EKS deploys the Kubernetes control plane, including the API servers and backend persistence layer, across multiple AWS Availability Zones (AZs) for high availability and fault tolerance. AWS EKS automatically detects and replaces unhealthy nodes in the control plane. AWS Fargate provides serverless compute for containers, so you can run EKS using it as part of a serverless computing setup. With AWS Fargate, there is no need to provision and manage servers, you can specify the resources for a given application and pay for them as needed, and the software enhances security through application isolation by design.
Amazon EKS is integrated with many AWS services to provide scalability and security for your applications. These services include Elastic Load Balancing for load distribution, AWS Identity and Access Management (IAM) for authentication, Amazon Virtual Private Cloud (VPC) for isolation, and AWS CloudTrail for logging.
Amazon EKS works by provisioning (starting) and managing the Kubernetes control plane and worker nodes for you. At a high level, Kubernetes consists of two major components: a cluster of ‘worker nodes’ running your containers, and the control plane managing when and where containers are started on your cluster while monitoring their status.
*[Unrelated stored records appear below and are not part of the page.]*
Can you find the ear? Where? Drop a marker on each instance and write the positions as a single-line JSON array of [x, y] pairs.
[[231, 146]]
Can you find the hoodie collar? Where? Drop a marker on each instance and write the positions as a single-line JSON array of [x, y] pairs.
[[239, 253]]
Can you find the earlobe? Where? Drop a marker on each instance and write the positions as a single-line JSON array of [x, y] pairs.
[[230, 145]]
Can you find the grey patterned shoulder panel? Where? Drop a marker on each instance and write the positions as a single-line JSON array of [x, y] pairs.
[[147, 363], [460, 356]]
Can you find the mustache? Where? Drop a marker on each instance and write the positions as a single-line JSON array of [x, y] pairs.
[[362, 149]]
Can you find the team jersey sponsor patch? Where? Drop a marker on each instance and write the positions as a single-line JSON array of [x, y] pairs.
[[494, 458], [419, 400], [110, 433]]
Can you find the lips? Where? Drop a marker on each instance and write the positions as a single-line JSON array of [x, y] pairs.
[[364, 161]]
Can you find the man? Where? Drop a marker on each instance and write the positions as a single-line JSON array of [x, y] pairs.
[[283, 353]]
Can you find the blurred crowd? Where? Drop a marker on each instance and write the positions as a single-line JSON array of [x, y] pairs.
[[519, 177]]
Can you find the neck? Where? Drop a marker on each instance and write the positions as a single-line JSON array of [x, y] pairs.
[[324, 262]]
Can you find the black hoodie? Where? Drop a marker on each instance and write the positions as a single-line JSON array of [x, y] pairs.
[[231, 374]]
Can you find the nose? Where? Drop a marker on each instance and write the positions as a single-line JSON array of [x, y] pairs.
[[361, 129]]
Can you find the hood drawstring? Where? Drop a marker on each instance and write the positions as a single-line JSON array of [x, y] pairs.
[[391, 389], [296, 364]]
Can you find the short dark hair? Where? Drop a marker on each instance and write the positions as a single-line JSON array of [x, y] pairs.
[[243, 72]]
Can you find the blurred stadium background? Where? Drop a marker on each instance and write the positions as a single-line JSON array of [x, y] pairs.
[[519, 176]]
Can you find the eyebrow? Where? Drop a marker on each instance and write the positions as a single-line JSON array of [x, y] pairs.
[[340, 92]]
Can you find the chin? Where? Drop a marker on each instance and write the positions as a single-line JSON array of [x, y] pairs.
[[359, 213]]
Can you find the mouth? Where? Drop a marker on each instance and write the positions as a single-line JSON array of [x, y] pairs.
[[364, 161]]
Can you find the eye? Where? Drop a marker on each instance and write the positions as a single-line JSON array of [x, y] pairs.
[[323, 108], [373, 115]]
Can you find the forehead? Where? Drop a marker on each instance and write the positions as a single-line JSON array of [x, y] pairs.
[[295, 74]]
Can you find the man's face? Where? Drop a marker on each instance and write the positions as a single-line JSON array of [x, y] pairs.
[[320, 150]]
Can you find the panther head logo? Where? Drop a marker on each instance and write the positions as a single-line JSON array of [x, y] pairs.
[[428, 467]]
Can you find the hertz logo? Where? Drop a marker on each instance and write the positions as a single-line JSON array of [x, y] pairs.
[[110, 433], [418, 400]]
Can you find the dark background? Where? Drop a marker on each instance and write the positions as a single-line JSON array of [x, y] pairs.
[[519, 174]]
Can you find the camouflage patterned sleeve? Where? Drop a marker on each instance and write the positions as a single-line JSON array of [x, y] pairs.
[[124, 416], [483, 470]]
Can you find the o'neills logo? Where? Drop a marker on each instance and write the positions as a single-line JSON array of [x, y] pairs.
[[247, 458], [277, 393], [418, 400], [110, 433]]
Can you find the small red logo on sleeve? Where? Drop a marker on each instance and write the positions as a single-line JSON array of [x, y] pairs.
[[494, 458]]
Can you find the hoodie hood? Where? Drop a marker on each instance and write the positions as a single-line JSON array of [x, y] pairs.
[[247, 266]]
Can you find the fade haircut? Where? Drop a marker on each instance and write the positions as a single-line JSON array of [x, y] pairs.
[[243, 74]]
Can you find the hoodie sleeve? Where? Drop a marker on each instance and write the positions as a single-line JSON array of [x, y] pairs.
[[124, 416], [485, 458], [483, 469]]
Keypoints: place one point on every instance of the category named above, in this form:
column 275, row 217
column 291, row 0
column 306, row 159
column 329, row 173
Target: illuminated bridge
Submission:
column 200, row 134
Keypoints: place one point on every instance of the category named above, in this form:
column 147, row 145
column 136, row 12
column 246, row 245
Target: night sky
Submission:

Without Amazon EKS, you have to run both the Kubernetes control plane and the cluster of worker nodes yourself. With Amazon EKS, you provision your worker nodes using a single command in the EKS console, command-line interface (CLI), or API. AWS handles provisioning, scaling, and managing the Kubernetes control plane in a highly available and secure configuration. This removes a significant operational burden and allows you to focus on building applications instead of managing AWS infrastructure.